First, thanks for a very nice and useful tool which I have used on several occasions :)
I think that one feature is missing though...the ability to specify or control in which direction the link is created. At the moment you give dubmerge a bunch of files which dubmerge then nicely links together. The problem is here, as far as I can see, that dubmerge takes no preference of the direction of the linking. Eg. if you asks dubmerge to link content in directory 01 and content in directory 02, for some files the inode of the files in directory 01 will be used and for other files the inode of the files in directory 02 will be used.
This behaviour is not very good if you're dependend on the integrity of a certain directory (eg. the inodes within it) to stay intact. One real life example is when you're using rsync (with --link-dest argument), rsnapshot or another backup utility to do differential backups of data. If the old source dir specified with the --link-dest option gets new inodes, rsync will think that these are different files and therefore copy all files with different inodes once again, even though they are the same.
Lets take an example; we're backing up 10G of data on a daily basis which in this example doesn't change. However, due to errors in source file systems, upgrading of servers, etc. - the source data is sometimes moved around, causing full backups instead of differential backups. We would like to use dupmerge to recreate these missing hardlinks, by reconnecting identical data.
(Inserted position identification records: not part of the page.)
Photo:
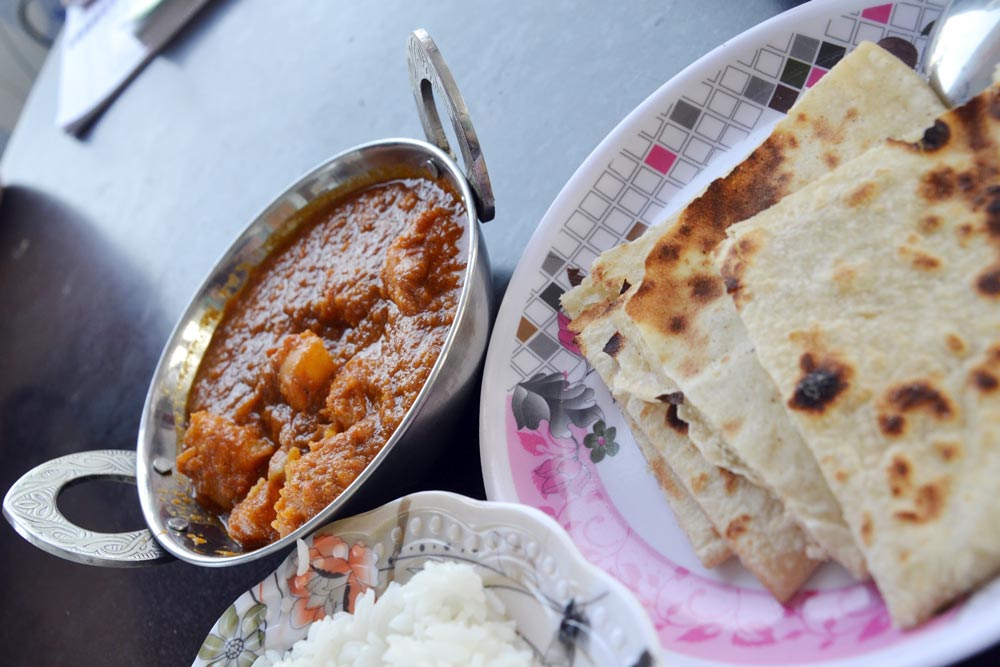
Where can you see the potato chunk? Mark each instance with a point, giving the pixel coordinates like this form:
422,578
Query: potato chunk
304,368
222,459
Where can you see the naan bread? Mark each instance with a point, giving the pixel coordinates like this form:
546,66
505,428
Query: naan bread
691,334
709,547
750,520
873,300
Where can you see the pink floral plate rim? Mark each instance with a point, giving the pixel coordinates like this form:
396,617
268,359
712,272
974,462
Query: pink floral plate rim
552,438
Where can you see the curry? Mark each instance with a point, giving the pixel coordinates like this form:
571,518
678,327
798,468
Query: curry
317,359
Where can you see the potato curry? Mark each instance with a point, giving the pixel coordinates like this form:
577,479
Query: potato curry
318,358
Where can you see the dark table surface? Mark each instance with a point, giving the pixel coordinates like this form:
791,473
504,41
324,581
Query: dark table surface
103,239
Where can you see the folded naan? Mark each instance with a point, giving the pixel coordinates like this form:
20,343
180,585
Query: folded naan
599,291
748,518
690,333
873,300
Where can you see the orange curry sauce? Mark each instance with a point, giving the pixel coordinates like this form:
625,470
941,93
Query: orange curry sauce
317,359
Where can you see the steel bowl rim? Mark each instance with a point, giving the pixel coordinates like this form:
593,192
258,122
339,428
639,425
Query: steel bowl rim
146,434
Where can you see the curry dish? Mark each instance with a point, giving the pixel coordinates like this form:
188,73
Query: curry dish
318,358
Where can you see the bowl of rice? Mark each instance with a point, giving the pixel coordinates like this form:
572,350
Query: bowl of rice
435,578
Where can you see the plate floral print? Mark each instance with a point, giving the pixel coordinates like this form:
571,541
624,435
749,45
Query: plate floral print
562,432
567,614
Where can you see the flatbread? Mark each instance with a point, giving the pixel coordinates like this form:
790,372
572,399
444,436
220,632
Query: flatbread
749,519
708,546
691,334
873,300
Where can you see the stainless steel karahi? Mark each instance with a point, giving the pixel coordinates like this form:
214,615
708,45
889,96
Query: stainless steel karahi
178,526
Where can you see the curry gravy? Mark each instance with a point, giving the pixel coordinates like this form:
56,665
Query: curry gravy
318,358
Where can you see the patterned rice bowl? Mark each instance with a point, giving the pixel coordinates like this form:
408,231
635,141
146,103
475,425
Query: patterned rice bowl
566,610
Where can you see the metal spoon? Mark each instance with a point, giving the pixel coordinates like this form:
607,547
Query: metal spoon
964,50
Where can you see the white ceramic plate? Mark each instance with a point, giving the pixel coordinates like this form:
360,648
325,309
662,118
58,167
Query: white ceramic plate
568,611
552,438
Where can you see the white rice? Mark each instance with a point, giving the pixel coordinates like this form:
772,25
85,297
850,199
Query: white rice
443,616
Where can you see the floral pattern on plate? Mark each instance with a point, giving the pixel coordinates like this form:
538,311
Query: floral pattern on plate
567,611
541,404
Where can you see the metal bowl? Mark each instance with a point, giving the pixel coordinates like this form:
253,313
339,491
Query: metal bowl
178,526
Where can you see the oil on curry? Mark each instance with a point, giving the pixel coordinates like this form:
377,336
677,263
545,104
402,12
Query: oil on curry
318,358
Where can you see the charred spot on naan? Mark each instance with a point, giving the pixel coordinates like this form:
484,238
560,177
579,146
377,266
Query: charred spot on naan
680,262
824,378
705,287
614,345
900,48
948,451
738,527
734,266
984,380
920,396
928,503
930,224
919,259
673,398
988,282
575,276
984,377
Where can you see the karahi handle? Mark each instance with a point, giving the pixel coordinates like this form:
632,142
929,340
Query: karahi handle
430,77
30,507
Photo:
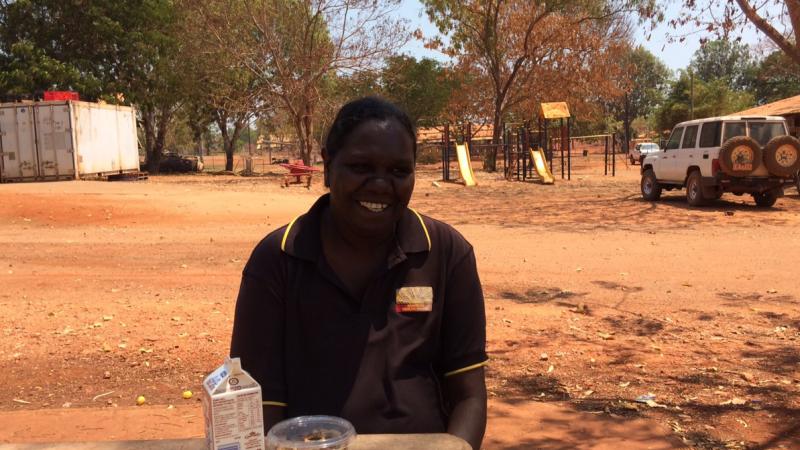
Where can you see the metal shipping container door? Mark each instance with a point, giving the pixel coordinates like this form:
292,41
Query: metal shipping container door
54,137
18,143
128,141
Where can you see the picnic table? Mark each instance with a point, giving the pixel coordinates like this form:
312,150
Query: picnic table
363,442
298,173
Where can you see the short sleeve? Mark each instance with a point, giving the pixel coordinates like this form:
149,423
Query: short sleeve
463,335
258,327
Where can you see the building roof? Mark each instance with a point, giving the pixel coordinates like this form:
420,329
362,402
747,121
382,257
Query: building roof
783,107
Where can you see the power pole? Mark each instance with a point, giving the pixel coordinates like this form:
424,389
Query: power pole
691,94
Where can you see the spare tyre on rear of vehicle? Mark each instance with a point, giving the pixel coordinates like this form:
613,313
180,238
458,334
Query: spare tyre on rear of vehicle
782,156
739,156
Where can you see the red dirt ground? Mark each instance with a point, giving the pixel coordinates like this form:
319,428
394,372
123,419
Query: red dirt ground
594,297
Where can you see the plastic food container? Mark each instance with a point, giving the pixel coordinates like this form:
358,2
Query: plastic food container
311,432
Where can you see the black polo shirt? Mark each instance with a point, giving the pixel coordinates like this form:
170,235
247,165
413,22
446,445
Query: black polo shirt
377,361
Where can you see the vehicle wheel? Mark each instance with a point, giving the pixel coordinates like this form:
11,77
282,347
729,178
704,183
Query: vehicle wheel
739,156
694,189
651,190
766,199
782,156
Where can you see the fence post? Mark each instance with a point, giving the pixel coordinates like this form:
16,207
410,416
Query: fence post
613,158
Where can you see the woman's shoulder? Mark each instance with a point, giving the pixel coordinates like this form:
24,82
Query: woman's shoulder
268,250
445,235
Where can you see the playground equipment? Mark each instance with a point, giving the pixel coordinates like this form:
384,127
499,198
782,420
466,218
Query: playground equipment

A du -sm on the root of the backup directory would look something like:
10000mb backup01 (initial backup)
0mb backup02 (no changes in data, same inodes)
0mb backup03 (no changes in data, same inodes)
10000mb backup04 (backup source changed, causing rsync/rsnapshot to copy all data again)
10000mb backup05 (backup source changed, causing rsync/rsnapshot to copy all data again)
0mb backup06 (no changes in data, same inodes)
so we have 30GB of data, which optimally could be represented with 10GB of data by linking the identical files. Running dupmerge on these directories will bring the total size of backup01-06 down to 10GB, but dupmerge will also change the inodes of backup06, causing the upcoming backup07 to be a new (almost) full 10GB backup, leaving us with 20GB of total data instead of the intended 10GB. Running dupmerge again, will just extend the problem to next time we do a backup.
As far as I can see, there's no way to get around this in dupmerge atm., you'll always end up with a total backup size of up to 2 x datasize + diffsize instead of 1 x datasize + diffsize. If it was possible to tell dupmerge to use a "master-directory" when creating the hardlinks, causing dupmerge to use the inodes of this directory on a file match, it would be possible to solve this issue with dupmerge :)
Another utility called Freedup (http://freedup.org), which is somewhat similar to dupmerge, has implemented such a feature, but unfortunately the program is too buggy when handling large amounts of data, making it unusable in real life.
I hope this could be a feature in a new version of dupmerge :)
Thanks for your effort on the program.
> rsync will think that these are different files and therefore copy all files with differ
> ent inodes once again, even though they are the same.
rsync uses mod-time & size and not inode, but often the mod-times equal files are different, so also the mod-time often gets changed when the inode gets changed (by hard linking).
Using a "master-directory" would be possilbe, but currently i don't have anough time to do it.
But you can use rsync with the option --checksum, so mod-times (and inodes) are not checked by rsync.